One week prior to Christmas, host a 5 - 7 for 13 neighbors; bring it on.
Having to roll a tuna wrap, cut a few slices of red pepper, and fetch a serving of apple sauce from the pantry? Exhausting!
I don't know why.
My day today:
• Feed my son, get him dressed, bring him to school. My daughter has pre-school in the morning on Mondays, so my responsibilities towards her are similar, only she begins thirty minutes later than my son, so the whole routine is staggered.
• Write this post.
• Shower, shave, and iron today's clothes (since I'm too lazy to hang them and fold them neatly in the first place).
• Head to Staples to pick up self-address labels.
• Attend a meeting downtown.
• Pick up something for supper (nothing too salty, my dad is coming over; he'll say something about the salt).
• Fetch my son at 2:20.
• Help my son with his homework while both kids demand snack (despite the fact that, since she takes two hours to finish a meal, The Girl will have probably just finished lunch) and listen to my daughter whine that I won't let her watch TV while The Boy does homework.
• Meet with the Hunter Douglas rep to discuss what compensation I probably won't get for incorrectly installed blinds.
• Make supper (I'm thinking roast chicken and sweet potato - though it rates fairly high on the clean-up scale, that's compensated for by easy prep, decent nutrition, and low salt) for the kids and my dad (my wife will be at the office).
• Clean up.
• Get the kids to bed.
• Clean up.
• and then.......make ONE lunch.
The part of the day I'm looking forward to least is making that %#^&* lunch.
What's with that?
I think a lot of it has to do with routine; like a smoker; like me with potato chips while watching television. There are certain moments which trigger relaxation, and the routine in those moments is important for a healthy human psyche.
For me, once the kitchen is clean from supper (something I generally try to do right after the meal while the kids have a dance party in the living room, or kill each other in the hallway, depends on the day), the house is tidied of the day's toy regurgitation, and the kids are in bed, I feel a wave of relaxation. Let MY time begin. I literally feel a physical sense of peace flow over me; my body recognizes the end of my duties towards other people.
Except for that %#^&* lunch.
Sometimes, I'll be so desperate to do nothing, I'll postpone lunch preparation until the following morning; big mistake. I've learned denying myself a slow coffee in the morning is worse than delaying the gratification of evening peace.

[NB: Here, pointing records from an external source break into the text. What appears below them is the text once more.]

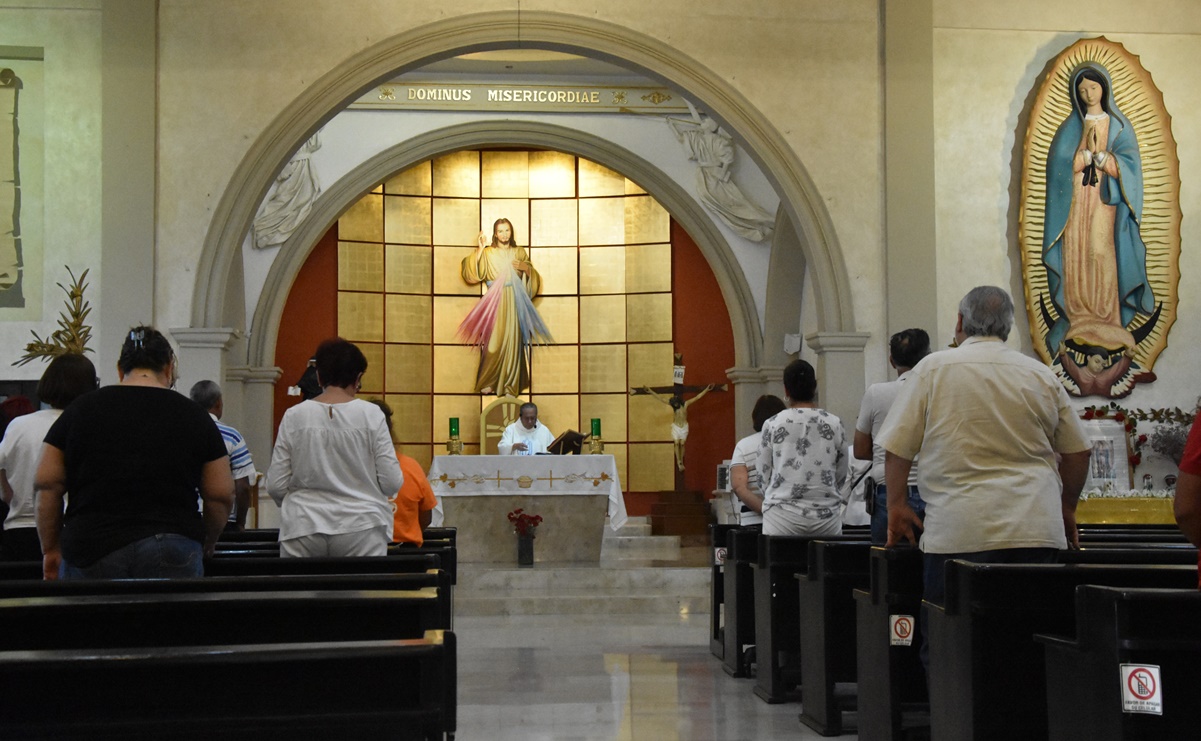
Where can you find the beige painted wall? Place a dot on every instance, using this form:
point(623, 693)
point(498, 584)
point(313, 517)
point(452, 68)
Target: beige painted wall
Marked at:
point(226, 69)
point(70, 35)
point(986, 64)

It never takes more than fifteen full minutes, generally, with clean up included. But, it goes against the wave of routine my body yearns for. The thousand-and-one decisions I make during the day carry less weight than ensuring at least three of the five food groups are packed into a plasti-vinyl lunch box: chop the fruit, chop a veggie, where are the darn Tupperware lids???, he didn't like last night's supper, should I sneak him leftovers anyway since I won’t be around to hear him complain?...he won't die of starvation, right? Where are the %#$% Tupperware lids?!?!?

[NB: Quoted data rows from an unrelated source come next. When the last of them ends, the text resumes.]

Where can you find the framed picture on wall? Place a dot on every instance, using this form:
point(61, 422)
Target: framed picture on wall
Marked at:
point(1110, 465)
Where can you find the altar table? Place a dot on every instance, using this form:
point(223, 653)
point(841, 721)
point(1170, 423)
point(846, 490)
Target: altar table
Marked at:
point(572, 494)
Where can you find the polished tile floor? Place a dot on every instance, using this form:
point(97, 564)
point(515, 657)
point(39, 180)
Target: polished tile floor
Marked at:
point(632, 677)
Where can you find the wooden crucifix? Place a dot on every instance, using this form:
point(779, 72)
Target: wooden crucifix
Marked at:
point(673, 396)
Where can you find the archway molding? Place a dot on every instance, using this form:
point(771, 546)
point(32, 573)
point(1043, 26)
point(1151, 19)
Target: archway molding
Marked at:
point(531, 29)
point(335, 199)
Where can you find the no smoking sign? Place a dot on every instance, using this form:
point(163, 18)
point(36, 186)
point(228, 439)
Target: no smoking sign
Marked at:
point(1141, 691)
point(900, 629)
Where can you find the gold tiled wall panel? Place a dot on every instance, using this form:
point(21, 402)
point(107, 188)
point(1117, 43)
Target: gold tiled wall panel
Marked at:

Laughably, once I'm done, I'm always relieved by a) how little trouble it really was, and b) how glad I am I didn't leave it until morning.
When will I learn?
I suppose the feeling will gradually recede, like facing your fear of flying by travelling by plane as often as possible.
I'd better deal with it before September, however: my daughter starts kindergarten in September. That means two lunches instead of one. Maybe, like the mass production principle, the second lunch won't require as much effort as the first? Maybe, by then, I'll be less bothered by The Big Bad Lunch.
Come to think of it, my inability to accept the BBL (Big Bad Lunch) as part of my routine is very similar to my inability to get myself to sleep early, despite promising myself exactly that every time the alarm goes off in the morning...well, look at that...my next blog topic!
all i can is that your foods' making me drool! I wish I was your child. LOL. can you still carry that? Another mouth to feed and take care of. But kidding aside, its very hard for mothers like you to do all the work of housekeeping and sending and fetching your kids to school. Mothers are really the overworked workers in the world.
Posted by: manuscript editing services | Oct 22, 2012 at 01:13 AM
I'm a father, not a mother. But I appreciate the sentiment. Thanks for reading!